Incident History

Networking in SFO3 Region

Our Engineering team identified and resolved an issue affecting the networking in our SFO3 region. There were multiple impacts between 08:48 and 08:52 UTC, 09:08 and 09:12 UTC, and 10:51 and 10:55 UTC. During these periods, users may have experienced timeouts with network connections to and from the SFO3 region.

Our Engineering team was able to take quick action to mitigate the impact and resolve the issue. All services are now functioning as expected. Thank you for your patience, and we apologize for any inconvenience. If you continue to experience any issues, please open a Support ticket for further analysis.

1725020382 - 1725020382 Resolved

Creates/Resizes in SGP & SYD Regions

Our Engineering team has identified the root cause of the issue with creating and resizing Droplets and Droplet-based resources in our SGP1 and SYD1 regions.

No further user impact has occurred since our last update.

In order to fully remediate this issue, our Engineering team has scheduled emergency maintenance, which will take place from 14:00 - 22:00 UTC on August 29th.

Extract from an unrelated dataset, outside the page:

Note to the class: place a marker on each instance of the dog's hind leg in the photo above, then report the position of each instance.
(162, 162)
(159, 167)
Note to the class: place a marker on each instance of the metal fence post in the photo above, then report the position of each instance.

Please visit the below maintenance link to know more : link:https://status.digitalocean.com/incidents/np0zw6m04jm1

If you continue to experience problems, please open a ticket with our support team. We apologize for any inconvenience.

1724857562 - 1724888721 Resolved

Droplet connectivity and Event processing in NYC1

Our Engineering team has confirmed that the issue impacting our Droplet-based services in the NYC1 region has been completely mitigated. Users should no longer see issues with their Droplets and Droplet-related services.

If you continue to experience problems, please open a ticket with our support team. We apologize for any inconvenience.

1724660008 - 1724668855 Resolved

Spaces Availability in NYC3

From 17:18 UTC until 17:58 UTC, users may have experienced issues when attempting to access Spaces in the NYC3 region.

Our Engineering team has confirmed full resolution of the issue, and users should now be able to access Spaces normally.

Thank you for your patience. If you continue to experience any problems, please open a ticket with our support team for further review.

1724349343 - 1724366621 Resolved

Container Registry and App Platform in AMS3/FRA1

From 10:30 to 11:35 UTC, our Engineering team observed an issue with Container Registry and App Platform builds in the AMS3 and FRA1 regions.

During this time, users may have experienced delays while building their Apps and could have potentially experienced timeout errors in builds as a result. Additionally, a subset of customers may have experienced latency while interacting with the Container Registries.

Our Engineering team found that a backing component of the Container Registry was experiencing high memory usage. They were able to remediate that component at 11:35 UTC, which resolved the issue.

We apologize for the inconvenience. If you have any questions or continue to experience issues, please reach out via a Support ticket on your account.

1724339076 - 1724339076 Resolved

Networking in SFO2 and SFO3 region

As of 10:45 UTC, our engineering team has resolved the issue with networking in SFO2 and SFO3 regions, and networking in the regions should now be operating normally. If you continue to experience problems, please open a ticket with our support team. We apologize for any inconvenience.

1723716149 - 1723722527 Resolved

Event processing and Droplet Creates in TOR1

Our Engineering team has resolved the issue with Droplet creates and Snapshots. As of 05:30 UTC, users should be able to create Droplets, Snapshots and process events. Droplet backed services should also be operating normally.

If you continue to experience problems, please open a ticket with our support team. We apologize for any inconvenience.

1723696146 - 1723700422 Resolved

Elevated Failure Rate for Droplet Creates

From 23:08 August 12 to 01:26 August 13 UTC, customers may have experienced failures with Droplet creation, power on events, and restore events in the NYC3 region.

Our Engineering team has confirmed resolution of this issue. Thank you for your patience.

If you continue to experience any problems, please open a support ticket from within your account.

1723508866 - 1723518614 Resolved

Droplet Rebuild and Restore Event Processing

From 09:52 UTC to 19:32 UTC, customers may have experienced failures with Droplet rebuild and restore events in all regions. Our Engineering team has confirmed full resolution of this issue.

Thank you for your patience. If you continue to experience any problems, please open a support ticket from within your account.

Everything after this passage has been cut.